12.07.2017

The Rise of the Buy Side

12.07.2017

If one word described the evolution of the buy side’s relationship with the sell side in the past decade, it would be “empowerment.”

Since the 2008 credit crunch, technology, competition, and regulations have driven institutional investors to be more self-reliant than they had been in prior decades.

Buy-side traders are making more decisions regarding how, when, and where to trade rather than handing off their parent orders to their brokers’ sales desk. Asset managers also have inched closer to becoming liquidity providers as many have backed buy-side-only liquidity venues, such as BlackRock did with Aladdin in 2012 and buy-side consortium did with the Luminex dark liquidity pool in 2015.

“The term ‘execution consultant’ was barely on anyone’s radar 10 years ago,” said Spencer Mindlin, an analyst at industry research firm Aite Group. “Now sell-side firms are redefining themselves as execution consultants and are helping the buy side navigate the complicated markets as well as understanding upcoming regulation and market fragmentation.”

Fueling this evolution has been a trifecta of increased competition, enabling technology, and regulation, he noted.

Low volatility in the equities market combined with low-interest rates have made many asset managers take many of their easy-to-execute trades in-house instead of paying sales traders a three-cents per share commission.

This, in turn, has led broker-dealers to step up their holistic analysis of each client’s profitability.

“Regulations on how much sell-side firms can extend their balance sheets has forced the sell-side to pull back on its resources,” noted Mindlin. “At the same time, the buy side also is feeling competitive and cost pressures. It has led them to consolidate their relationships while trading more with fewer counterparties or eliminating counterparties that are not offering real value.”

The only way that the buy- and sell side can improve their respective efficiencies, and ultimately “do more with less,” has been through embracing, developing, and deploying the latest technology.

The rise of algorithmic trading and advancements in OMS/EMS technology have driven a fundamental transformation in how the buy side and sell side interact, according to Jonathan Clark, CEO of Luminex Trading and Analytics.

Jonathan Clark, Luminex

“When you think about transaction costs, you can see how the US equity markets going electronic has greatly improved value,” he said. “But it has also required the buy side to evolve. Now the tools that buy-side traders use are virtually on par with those of their sell-side counterparts.”

Although regulatory regimes like Basel III, The Dodd-Frank Act, and MiFID II have increased the cost of doing business for the buy and sell sides, Midlin viewed them as secondary drivers in the evolution of the relationship between the counterparties.

“Regulation definitely causes shorter term in the momentum pushing the industry in a way in which it is going anyway,” he explained. “The industry continues to figure out how to deal with regulation but the realities of the industry getting more competitive, automated, and technologically enabled is a longer-term driver in what shapes the industry. It might change lanes, but it is going the same direction down the highway.”

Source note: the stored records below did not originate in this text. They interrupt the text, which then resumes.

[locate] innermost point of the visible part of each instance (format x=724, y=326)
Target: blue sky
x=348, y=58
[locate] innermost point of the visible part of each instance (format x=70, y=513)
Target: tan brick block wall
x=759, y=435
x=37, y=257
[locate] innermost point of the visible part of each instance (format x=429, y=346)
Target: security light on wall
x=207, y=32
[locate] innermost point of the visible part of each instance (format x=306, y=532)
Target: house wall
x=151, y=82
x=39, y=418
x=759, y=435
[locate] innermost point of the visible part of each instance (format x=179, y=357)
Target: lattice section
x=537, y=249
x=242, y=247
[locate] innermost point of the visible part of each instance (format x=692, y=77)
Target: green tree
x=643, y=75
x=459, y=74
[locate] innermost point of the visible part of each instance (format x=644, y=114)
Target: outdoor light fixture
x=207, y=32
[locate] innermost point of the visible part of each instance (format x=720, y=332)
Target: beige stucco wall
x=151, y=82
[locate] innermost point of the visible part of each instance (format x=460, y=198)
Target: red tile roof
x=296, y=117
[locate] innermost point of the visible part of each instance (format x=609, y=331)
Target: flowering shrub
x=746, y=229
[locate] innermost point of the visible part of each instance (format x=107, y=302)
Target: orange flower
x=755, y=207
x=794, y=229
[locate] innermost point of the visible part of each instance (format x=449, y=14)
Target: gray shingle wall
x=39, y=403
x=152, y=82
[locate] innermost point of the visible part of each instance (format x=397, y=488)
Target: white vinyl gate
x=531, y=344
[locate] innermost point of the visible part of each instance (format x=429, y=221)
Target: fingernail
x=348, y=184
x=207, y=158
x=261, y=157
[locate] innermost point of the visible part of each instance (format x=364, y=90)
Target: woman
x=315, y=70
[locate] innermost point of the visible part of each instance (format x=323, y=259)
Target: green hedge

Mindlin also attributes the natural generational turnover within the industry accelerating the changes in the relationship as those who traded on the floor during the 80s and 90s and relied on relationships retire and leave the industry to those who entered the business during the rollout of Regulation ATS and Regulation NMS.

“That is when technology started to blend into the business and began disrupting relationships, but business was still done via relationships,” he said. “Those who are coming in now on the buy and sell sides really do not have an allegiance to traditional relationships. It is now about the techie on the buy-side trading desk talking with the techie on the sell-side trading desk.”

Whether these changes will benefit institutional investors, Mindlin declined to comment.

“I am not going to make a judgment call,” he said. “It just is how the relationship has changed.”